We have a recurrence that is ostensibly over the integers. But if $n$ is an integer, then $\sqrt{n}$ is not necessarily an integer. One way of getting an informal answer is to imagine that we start with an integer $n$ of the form $2^{2^m}$. Then $\sqrt{n}=2^{2^{m-1}}$. (To find the square root, we divide the exponent by $2$.)

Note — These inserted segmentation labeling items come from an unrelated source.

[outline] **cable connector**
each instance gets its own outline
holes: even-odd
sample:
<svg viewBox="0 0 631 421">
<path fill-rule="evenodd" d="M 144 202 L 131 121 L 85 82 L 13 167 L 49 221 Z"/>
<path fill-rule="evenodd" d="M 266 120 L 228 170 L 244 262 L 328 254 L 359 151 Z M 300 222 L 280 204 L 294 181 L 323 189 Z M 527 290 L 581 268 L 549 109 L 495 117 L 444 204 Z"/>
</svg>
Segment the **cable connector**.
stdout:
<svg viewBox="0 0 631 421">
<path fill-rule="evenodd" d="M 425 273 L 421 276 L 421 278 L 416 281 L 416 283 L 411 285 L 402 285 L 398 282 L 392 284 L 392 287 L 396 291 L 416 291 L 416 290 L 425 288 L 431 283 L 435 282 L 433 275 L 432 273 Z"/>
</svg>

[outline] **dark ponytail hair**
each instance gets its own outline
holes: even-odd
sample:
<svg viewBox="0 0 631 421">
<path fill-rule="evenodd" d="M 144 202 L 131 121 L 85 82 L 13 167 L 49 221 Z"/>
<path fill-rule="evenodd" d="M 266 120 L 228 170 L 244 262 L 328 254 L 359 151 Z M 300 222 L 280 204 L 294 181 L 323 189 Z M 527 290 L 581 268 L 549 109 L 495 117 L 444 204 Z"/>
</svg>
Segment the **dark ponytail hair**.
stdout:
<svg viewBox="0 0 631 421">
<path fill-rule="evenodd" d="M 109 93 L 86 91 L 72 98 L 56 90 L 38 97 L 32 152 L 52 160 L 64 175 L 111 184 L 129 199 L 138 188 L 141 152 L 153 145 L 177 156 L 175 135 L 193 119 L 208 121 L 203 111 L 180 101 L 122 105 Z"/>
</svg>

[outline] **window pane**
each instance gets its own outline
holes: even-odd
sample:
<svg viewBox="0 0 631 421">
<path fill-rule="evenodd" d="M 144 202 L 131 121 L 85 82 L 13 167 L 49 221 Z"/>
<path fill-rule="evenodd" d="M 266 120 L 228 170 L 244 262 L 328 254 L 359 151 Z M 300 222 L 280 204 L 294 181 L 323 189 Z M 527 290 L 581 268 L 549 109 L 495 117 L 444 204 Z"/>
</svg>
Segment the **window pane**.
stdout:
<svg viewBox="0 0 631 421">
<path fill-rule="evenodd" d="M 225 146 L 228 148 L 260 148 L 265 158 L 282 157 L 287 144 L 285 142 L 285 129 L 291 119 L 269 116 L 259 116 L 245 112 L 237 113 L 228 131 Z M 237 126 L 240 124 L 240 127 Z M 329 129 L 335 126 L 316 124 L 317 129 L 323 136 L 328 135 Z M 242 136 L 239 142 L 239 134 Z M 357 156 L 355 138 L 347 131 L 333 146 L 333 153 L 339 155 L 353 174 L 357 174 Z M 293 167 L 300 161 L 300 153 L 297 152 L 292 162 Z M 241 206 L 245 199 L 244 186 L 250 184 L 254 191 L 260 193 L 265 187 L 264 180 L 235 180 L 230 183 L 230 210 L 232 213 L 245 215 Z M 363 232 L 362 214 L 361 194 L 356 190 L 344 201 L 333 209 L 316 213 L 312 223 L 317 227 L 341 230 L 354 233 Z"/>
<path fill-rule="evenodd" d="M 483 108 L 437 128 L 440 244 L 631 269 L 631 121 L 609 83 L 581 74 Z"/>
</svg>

So going up from $2^{2^0}$ to $2^{2^m}$, we have incremented $T$ by $m$. If we start with $T(2)=0$, then $$T\left(2^{2^m}\right)=m.$$ If $T(2)$ has some other value $a$, then $T\left(2^{2^m}\right)=a+m$. Note that $m=\log_2\left(\log_2\left(2^{2^m}\right)\right).$ So for this value of $n$, and $T(2)=0$, we have $T(n)=\log_2(\log_2(n))$. If $T(2)=a$, just add $a$.

Remark: The above calculation can be carried out in basically the same way if we assume that $T(n)=T(\lfloor\sqrt{n}\rfloor)+1$. The conclusion is that for large $n$, $T(n)$ behaves like $\lg\lg n$. And $\lg\lg n$ grows glacially slowly.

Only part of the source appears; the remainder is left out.